The preferred method of fabricating the device of the invention
will be described with reference to FIGS. 1-5. A semiconductor
wafer 10, such as N-type silicon, is formed in the shape of a disc
approximately 0.004 to 0.010 inch thick with a diameter of
approximately 0.2 to 0.5 inch and having substantially parallel
opposed major faces. Such discs may be produced by any conventional
method. By suitable conventional etching procedures, a circular
trench or moat 11 is formed in the top major face of the wafer 10.
The trench 11 forms an isolated mesa 12 centrally disposed on the
top surface of the wafer 10. The entire surface of the wafer 10 is
then oxidized to form an oxide coating 15 of approximately 1,000 to
10,000 angstroms thick.
By suitable conventional photomasking and etching techniques the
oxide layer 15 is stripped from all surfaces of the wafer 10 except
that portion 12 of the top surface isolated by the circular trench
11 and the surface of the trench 11 as illustrated in FIG. 3. A PN
junction 13 is then formed within the wafer of the disc by
diffusing P-type conductivity determining impurities into all
exposed surfaces of the disc. It will be observed that the oxide
mask 15 overlying the central portion 12 and the trench 11 prevents
the diffusion of P-type conductivity determining impurities into
the surface protected by the mask. Accordingly, the PN junction
terminates and intersects the surface of the disc only at the edge
of the trench as illustrated in FIG. 4.
By suitable masking and etching techniques that portion of the
oxide layer 15 overlying the trenches is removed to expose trenches
11 and the trench refilled with a glass slurry. The glass slurry is
then fused by conventional means to form a passivating glass ring
30 as shown in FIG. 5 by conventional glass passivation techniques.
Any conventional glass composition suitable for passivation of the
junction may be used. For insuring effective shielding of radiation
from the isotope source, the passivating glass is preferably of
relatively high heavy metal concentration.
A suitable radioactive source, such as .sup.63 Ni is then deposited
onto all exposed surfaces of the disc 10 to form a thin coating of
the source material. Since the passivated junction is protected by
the glass passivating ring 30 the isotope source is deposited only
on the semiconductor surface plane but not at the junction. The
isotope may be deposited by any suitable conventional method, such
as by plating, evaporation or the like. The method used, of course,
may vary with the choice of semiconductor material and radioactive
isotope. For example, .sup.63 Ni may be conveniently electrolessly
plated on silicon.
After deposition of the isotope the entire surface of the disc is
coated with an encapsulation material, preferably a heavy metal
such as nickel. Nickel may be deposited on the entire surface by
conventional techniques, thus forming a conductive coating 35
covering the central portion 12 and all of the portion of the
surface of the disc previously coated with the radioactive isotope.

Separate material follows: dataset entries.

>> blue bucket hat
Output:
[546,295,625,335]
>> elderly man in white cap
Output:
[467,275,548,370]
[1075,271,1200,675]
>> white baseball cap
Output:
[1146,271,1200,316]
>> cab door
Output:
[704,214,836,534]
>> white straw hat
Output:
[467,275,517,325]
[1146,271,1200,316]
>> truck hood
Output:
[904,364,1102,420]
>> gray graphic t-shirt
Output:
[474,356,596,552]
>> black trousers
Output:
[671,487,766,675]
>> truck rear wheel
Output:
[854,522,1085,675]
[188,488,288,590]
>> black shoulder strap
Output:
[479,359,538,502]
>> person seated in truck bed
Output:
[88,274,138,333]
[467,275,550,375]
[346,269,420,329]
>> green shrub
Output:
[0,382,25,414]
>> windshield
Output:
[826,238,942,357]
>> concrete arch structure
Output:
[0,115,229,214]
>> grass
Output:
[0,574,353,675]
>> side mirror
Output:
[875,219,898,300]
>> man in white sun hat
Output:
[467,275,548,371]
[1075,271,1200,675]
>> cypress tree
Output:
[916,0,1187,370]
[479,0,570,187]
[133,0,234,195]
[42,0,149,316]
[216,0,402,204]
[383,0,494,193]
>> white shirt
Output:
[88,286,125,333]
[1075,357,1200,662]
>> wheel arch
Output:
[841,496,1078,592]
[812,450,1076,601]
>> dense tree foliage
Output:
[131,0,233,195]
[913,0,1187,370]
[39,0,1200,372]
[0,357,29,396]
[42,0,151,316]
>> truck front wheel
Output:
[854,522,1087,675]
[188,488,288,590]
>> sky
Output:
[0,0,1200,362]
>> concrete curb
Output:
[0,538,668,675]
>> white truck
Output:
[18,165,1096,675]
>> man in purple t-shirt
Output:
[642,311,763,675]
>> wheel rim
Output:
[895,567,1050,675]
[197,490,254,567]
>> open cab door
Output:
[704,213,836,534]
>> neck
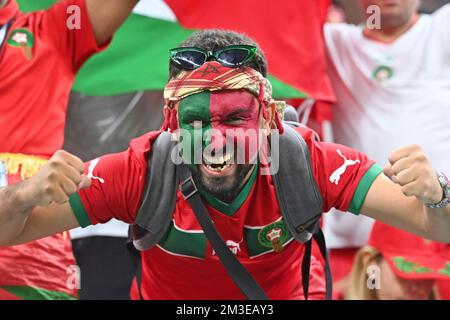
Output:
[364,13,419,42]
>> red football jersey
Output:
[71,129,382,299]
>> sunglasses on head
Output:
[170,45,256,70]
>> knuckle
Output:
[44,184,54,195]
[415,151,427,162]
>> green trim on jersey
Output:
[348,163,383,215]
[199,166,258,216]
[69,193,92,228]
[0,286,78,300]
[158,220,206,259]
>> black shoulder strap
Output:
[271,123,332,300]
[180,164,269,300]
[270,125,322,243]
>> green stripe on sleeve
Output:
[0,286,78,300]
[69,193,92,228]
[348,163,383,215]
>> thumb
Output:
[78,174,92,190]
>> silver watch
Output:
[425,173,450,209]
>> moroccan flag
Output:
[18,0,333,101]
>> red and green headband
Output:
[162,61,285,133]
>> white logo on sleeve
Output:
[88,158,105,183]
[330,149,361,185]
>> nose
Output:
[203,130,226,152]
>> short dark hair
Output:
[169,29,267,79]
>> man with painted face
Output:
[0,30,450,299]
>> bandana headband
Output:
[162,61,286,133]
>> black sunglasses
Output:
[169,45,256,70]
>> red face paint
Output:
[210,90,261,164]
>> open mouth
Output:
[202,153,234,174]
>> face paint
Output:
[178,90,260,201]
[178,92,211,164]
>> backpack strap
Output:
[131,132,179,251]
[271,122,332,300]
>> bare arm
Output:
[86,0,139,45]
[0,151,90,246]
[361,146,450,242]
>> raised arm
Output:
[0,151,91,246]
[86,0,139,45]
[361,146,450,242]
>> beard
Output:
[191,164,255,203]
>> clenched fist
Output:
[26,150,91,206]
[383,145,443,204]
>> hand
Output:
[25,150,91,206]
[383,145,443,204]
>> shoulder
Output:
[324,23,362,45]
[431,4,450,23]
[128,131,162,161]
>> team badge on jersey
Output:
[8,29,34,60]
[372,65,394,83]
[258,220,289,253]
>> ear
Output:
[362,250,375,267]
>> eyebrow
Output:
[225,108,250,117]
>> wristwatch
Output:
[425,173,450,209]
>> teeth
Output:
[204,153,233,164]
[205,164,231,172]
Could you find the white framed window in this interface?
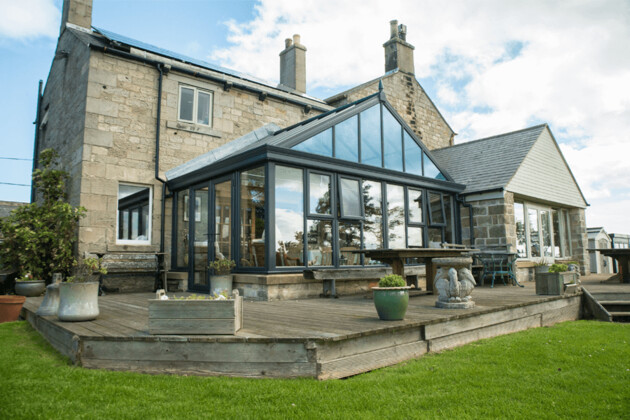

However the passivating ring 30 is not coated, thus electrically
isolating the central portion 12 from the remainder of the surface
of the disc. After the final plating process, the top major face of
the device may be polished so that the surface of the nickel
covering the central portion 12 is coplanar with the surface of the
nickel covering the remaining portion of the top major face of the
disc. It will thus be observed that the nickel coating covering the
central portion 12 forms an electrical connection with the N-type
portion of the wafer, thus forming the cathode contact. Likewise,
the nickel covering the remaining portion of the wafer contacts
only the P-type diffused region and thus serves as an anode
contact. It will also be observed that the nickel coating serves to
completely encapsulate the radioactive material used as a beta
source in the cell while serving as electrode contacts. Therefore,
the entire surface of the disc, except for the portion covered by
the glass passivation ring 30, is covered with a protective shield
of nickel to prevent the escape of any radiation from the source
material contained within the body of the device. However, the
glass passivation ring 30 may be formed of a suitable glass, such
as a glass containing about 40 percent lead oxide, to act as a
radiation shield to prevent the escape of radiation from the
device.
Beta particles emitted by the radioactive source contained between
the surface of the semiconductor material and the encapsulation
material are absorbed in the body of the semiconductor material
creating hole-electron pairs which then migrate to the PN junction
generating a voltage across the junction. Accordingly, the device
disclosed may serves as a current or voltage source with the load
interconnected between the nickel shielding covering the anode
portion of the surface of the wafer and the nickel covering the
cathode portion 12 of the top surface.
In the device illustrated in FIG. 5, electrical contact may be
effected to either the anode or cathode by establishing electrical
contact with the appropriate portion of the coating 35.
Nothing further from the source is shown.